Pressure sensors continuously measure and document the pressure within the tubing system. If certain pressure limits are reached, an alarm signal is triggered. This ensures that the HLM does not pump the blood back into the patient's vascular system at too high a pressure.
Pump Monitoring With Flow Sensors
Flow sensors are also a main component in HLM’s. In order to not only detect air bubbles but also to effectively manage them, using shunts to connect the arterial circuit line and the venous reservoir in the tubing set-up is a critical point. When air is detected, the arterial line is promptly closed by the arterio-venous shunt while the detected air is directly eliminated to the venous reservoir. When no more air is spotted, the shunt automatically re-opens the tubing to again feed the arterial line going straight into the human body. For this reason, flow rates passing the shunt need to be continuously compared to the flows generated by the arterial pump, monitored and controlled over the time the HLM is running. Ultrasonic flow meters accomplish this task failure-free and reliably.

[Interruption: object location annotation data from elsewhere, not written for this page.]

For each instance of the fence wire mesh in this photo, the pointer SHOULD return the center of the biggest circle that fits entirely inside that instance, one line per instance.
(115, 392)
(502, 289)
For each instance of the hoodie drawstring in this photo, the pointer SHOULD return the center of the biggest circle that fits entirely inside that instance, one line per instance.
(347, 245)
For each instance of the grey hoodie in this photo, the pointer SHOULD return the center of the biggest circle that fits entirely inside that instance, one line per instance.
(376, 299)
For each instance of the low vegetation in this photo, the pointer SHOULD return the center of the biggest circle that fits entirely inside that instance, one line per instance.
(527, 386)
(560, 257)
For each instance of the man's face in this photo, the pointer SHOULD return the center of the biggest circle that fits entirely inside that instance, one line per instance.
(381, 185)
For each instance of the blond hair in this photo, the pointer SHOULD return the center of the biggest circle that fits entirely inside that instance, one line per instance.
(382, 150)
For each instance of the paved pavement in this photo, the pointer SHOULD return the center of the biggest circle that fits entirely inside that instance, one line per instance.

Level sensors are utilized to monitor changes in fluid or blood volume in the venous reservoir of the heart-lung machine.
SONOFLOW® CO.56 Pro Sensors Combining Flow Measurement and Air Bubble Detection
As both bubble detectors and flow sensors are elementary safety elements in heart-lung machines, SONOTEC has developed the SONOFLOW CO.56 Pro ultrasonic sensor series, which combines both flow measurement and air bubble detection of liquids in one compact unit. The integrated electronics and the option to operate up to twelve independent sensors with only one control unit guarantees the world’s smallest footprint for an customized flow and bubble detector to be used in HLMs. The non-invasive ultrasonic sensors operate without any media contact, they quickly perform bidirectional flow readings, and can be easily clamped free-hanging on the tubing.
The accuracy of the flow-bubble sensor SONOFLOW CO.56 Pro up to two percent and the repeatability is as low as one percent, depending on where the sensor is mounted and which kind of liquid is actually measured. In addition to the measurement of flow conditions, the sensor is able to detect air bubbles as small as one third of the inner diameter of the tube.
SONOFLOW® CO.56 Pro Successfully Designed Into Heart-Lung Machines
Top medtech companies already rely on this game-changing technology and have implemented the control and monitoring unit for instantaneous flow and bubble detection into their equipment. One of the industry‘s leading companies developing and manufacturing HLMs has integrated the hybrid sensor solution into its recently launched device.
The main reason for the manufacturer to trust in the SONOFLOW CO.56 Pro sensor series is the small electronic footprint and the option for multipoint measurement: Five of the smart sensors with different tubing channels have been applied to the customer‘s newly developed console. The onboard electronics and its options for data processing make connecting the sensors an easy game. The built-in microcontroller guarantees to control all processes while data is transferred via the RS485-interface. The sensors themselves measure flow rates on different tubes and shunts leading to the body or back into the venous circuit of the heart-lungmachine. Simultaneously, they detect air bubbles accidentally caused. Finally, the non-invasive ultrasonic sensors give feedback on the real flow compared to the theoretical flow of the pump.